The IBM Cloud® Network Load Balancer for VPC (NLB) pool is a group of back-end targets that receive the inbound customer traffic from the load balancer and provide your outbound traffic response. The pool has a protocol, a load-balancing algorithm, the back-end targets (VPC instances), the health checks for the back-end targets, and the session stickiness. Network family load balancers do not support associating more than one pool with a single listener.

In a load balancer configuration, a listener is considered the parent resource. You can associate pools with that listener in two ways, by referencing them directly or indirectly. For direct association, configure the pool as the listener’s default_pool. For indirect association, reference the pool from another pool through a failsafe_policy.target relationship, ensuring that the other pool is already linked to the listener.

You can configure pools when creating a network load balancer, or later with the following procedure:

  1. From your browser, open the IBM Cloud console and log in to your account.

  2. Select the Navigation menu Menu icon, then click Infrastructure VPC icon > Network > Load balancers.

  3. Click the network load balancer that you want to change.

  4. On the network load balancer's details page, click the back-end pools tab and select the pool that you want to edit.

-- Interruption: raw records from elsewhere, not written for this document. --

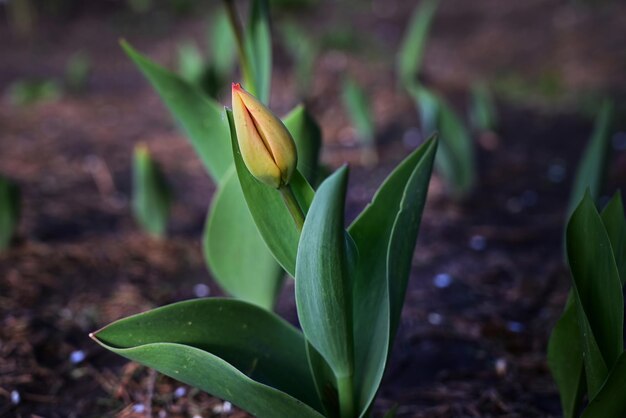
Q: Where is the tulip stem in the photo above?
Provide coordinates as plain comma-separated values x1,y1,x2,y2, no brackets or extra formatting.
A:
278,185,304,231
224,0,257,94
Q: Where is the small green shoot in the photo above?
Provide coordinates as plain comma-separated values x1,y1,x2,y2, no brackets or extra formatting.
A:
0,176,20,250
396,0,439,88
397,0,477,200
132,144,172,238
341,77,378,167
469,82,498,133
280,21,319,98
567,100,613,214
6,79,63,106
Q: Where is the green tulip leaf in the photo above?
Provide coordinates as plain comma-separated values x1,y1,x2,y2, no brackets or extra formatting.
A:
203,167,284,310
582,353,626,418
341,77,375,145
92,298,322,418
306,342,340,418
348,138,437,416
409,86,476,198
548,292,587,418
397,0,439,86
602,192,626,286
246,0,272,104
226,110,314,277
120,41,232,182
283,105,322,183
132,145,172,237
566,192,624,398
296,166,354,381
567,101,613,219
0,176,20,250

  5. Select the options for your pool:

    • Pool Name: The name for your pool. Ideally, a name that describes the function that is performed by this pool.
    • Protocol: The network traffic protocol for your traffic.
    • Method: The load-balancing algorithm for the pool.
    • Session stickiness: Whether all requests during a user's session are sent to the same instance.
    • Health check: For information about configuring health checks, see Working with health checks.
  6. You can add a backup pool to any existing pool by selecting failsafe policy with following menu options. Make sure that, there is at least one pool already existing in the load balancer.

    • Action: The action to perform if primary pool is unhealthy. One of: forward or drop
      • When editing a back-end pool in a load balancer, you can specify one of the following failsafe policy actions:
        • Forward: - The load balancer routes requests to a designated backup pool. This provides a clean failover path to another set of application servers. You must have an existing backup pool configured and ready to receive traffic.
        • Bypass: - The load balancer sends requests directly to the member's destination IP addresses, bypassing the load balancer completely. This option is typically used in specific networking setups, such as with network load balancers and virtual network function (VNF) devices.
        • Drop: - The load balancer drops all incoming requests, and the client receives no response.
    • Target: The selection of the backup pool is done here. If a pool specified, then the action must be forward

If instances in the pool are unhealthy and you believe that your application is running without issues, double check the health protocol and health path values. Also, check any security groups that are attached to the instances to ensure that the rules allow traffic between the load balancer and the instances.